This is the first version of the notebook. Use this newer version instead: https://colab.research.google.com/drive/1CTtUGg05-2MtlWmfJhqzLTtkDDaxCDOQ

# DiffDock
Dock a PDB files and a SMILES with [DiffDock](https://github.com/gcorso/DiffDock).

Select Runtime / Run all to run an example PDB file and SMILES.

May require "premium GPU" (colab pro), and even then it may fail on large complexes.

In [None]:
#@title PDB + SMILES input

PDB_id = '' #@param {type:"string"}
SMILES_or_pubchem_id = '' #@param {type:"string"}

#@markdown Download a tar file containing all results?
download_results = True #@param {type:"boolean"}

In [None]:
import os
import requests
import time
from random import random

def download_pdb_file(pdb_id: str) -> str:
    """Download pdb file as a string from rcsb.org"""
    PDB_DIR ="/tmp/pdb/"
    os.makedirs(PDB_DIR, exist_ok=True)

    # url or pdb_id
    if pdb_id.startswith('http'):
        url = pdb_id
        filename = url.split('/')[-1]
    else:
        url = f"http://files.rcsb.org/view/{pdb_id}.pdb"
        filename = f'{pdb_id}.pdb'

    cache_path = os.path.join(PDB_DIR, filename)
    if os.path.exists(cache_path):
        return cache_path

    pdb_req = requests.get(url)
    pdb_req.raise_for_status()
    open(cache_path, 'w').write(pdb_req.text)
    return cache_path

def download_smiles_str(pubchem_id: str, retries:int = 2) -> str:
    """Given a pubchem id, get a smiles string"""
    while True:
        req = requests.get(f"https://pubchem.ncbi.nlm.nih.gov/rest/pug/compound/CID/{pubchem_id}/property/CanonicalSMILES/CSV")
        smiles_url_csv = req.text if req.status_code == 200 else None
        if smiles_url_csv is not None:
            break
        if retries == 0:
            return None
        time.sleep(1+random())
        retries -= 1

    return smiles_url_csv.splitlines()[1].split(',')[1].strip('"').strip("'") if smiles_url_csv is not None else None

In [None]:
if not PDB_id or not SMILES_or_pubchem_id:
    PDB_id = "6agt"
    SMILES_or_pubchem_id = "COc(cc1)ccc1C#N"
    print(f"No input supplied.
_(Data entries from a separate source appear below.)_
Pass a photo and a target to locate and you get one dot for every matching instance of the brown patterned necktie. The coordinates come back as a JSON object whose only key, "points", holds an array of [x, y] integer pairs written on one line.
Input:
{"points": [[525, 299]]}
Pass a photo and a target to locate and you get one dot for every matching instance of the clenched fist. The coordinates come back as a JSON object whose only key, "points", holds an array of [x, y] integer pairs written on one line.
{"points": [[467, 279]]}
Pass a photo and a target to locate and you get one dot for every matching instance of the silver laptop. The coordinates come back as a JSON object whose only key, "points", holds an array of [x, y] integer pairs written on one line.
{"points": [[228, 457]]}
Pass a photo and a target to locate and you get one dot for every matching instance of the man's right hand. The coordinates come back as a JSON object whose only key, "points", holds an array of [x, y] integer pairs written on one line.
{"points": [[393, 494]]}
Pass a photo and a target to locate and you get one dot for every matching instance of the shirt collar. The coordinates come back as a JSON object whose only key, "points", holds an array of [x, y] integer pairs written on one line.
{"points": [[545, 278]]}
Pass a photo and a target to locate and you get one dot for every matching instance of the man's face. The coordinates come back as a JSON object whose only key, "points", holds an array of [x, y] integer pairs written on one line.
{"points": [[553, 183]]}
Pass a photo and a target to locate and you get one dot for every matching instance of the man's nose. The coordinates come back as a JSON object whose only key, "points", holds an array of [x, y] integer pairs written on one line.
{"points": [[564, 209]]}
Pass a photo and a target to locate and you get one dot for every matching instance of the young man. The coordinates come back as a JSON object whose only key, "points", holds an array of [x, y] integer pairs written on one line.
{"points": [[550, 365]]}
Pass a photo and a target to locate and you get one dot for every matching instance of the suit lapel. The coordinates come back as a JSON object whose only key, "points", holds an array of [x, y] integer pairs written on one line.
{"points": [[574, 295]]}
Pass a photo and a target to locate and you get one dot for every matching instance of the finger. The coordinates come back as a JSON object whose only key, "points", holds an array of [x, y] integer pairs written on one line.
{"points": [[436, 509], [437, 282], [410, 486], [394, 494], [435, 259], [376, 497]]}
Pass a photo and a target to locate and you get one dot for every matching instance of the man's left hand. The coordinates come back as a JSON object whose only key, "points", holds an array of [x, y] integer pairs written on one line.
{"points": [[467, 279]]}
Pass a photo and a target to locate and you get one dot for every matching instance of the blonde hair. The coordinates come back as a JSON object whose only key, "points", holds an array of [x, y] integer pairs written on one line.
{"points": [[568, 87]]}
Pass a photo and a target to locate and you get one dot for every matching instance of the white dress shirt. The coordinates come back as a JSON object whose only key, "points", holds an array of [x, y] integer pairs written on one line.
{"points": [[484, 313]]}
Using example data: {PDB_id} and {SMILES_or_pubchem_id}")

# to run many PDB+smiles at once, fill in a list of PDB_files and smiles here...
pdb_files = [download_pdb_file(PDB_id)]
smiless = [download_smiles_str(SMILES_or_pubchem_id) if str(SMILES_or_pubchem_id).isnumeric() else SMILES_or_pubchem_id]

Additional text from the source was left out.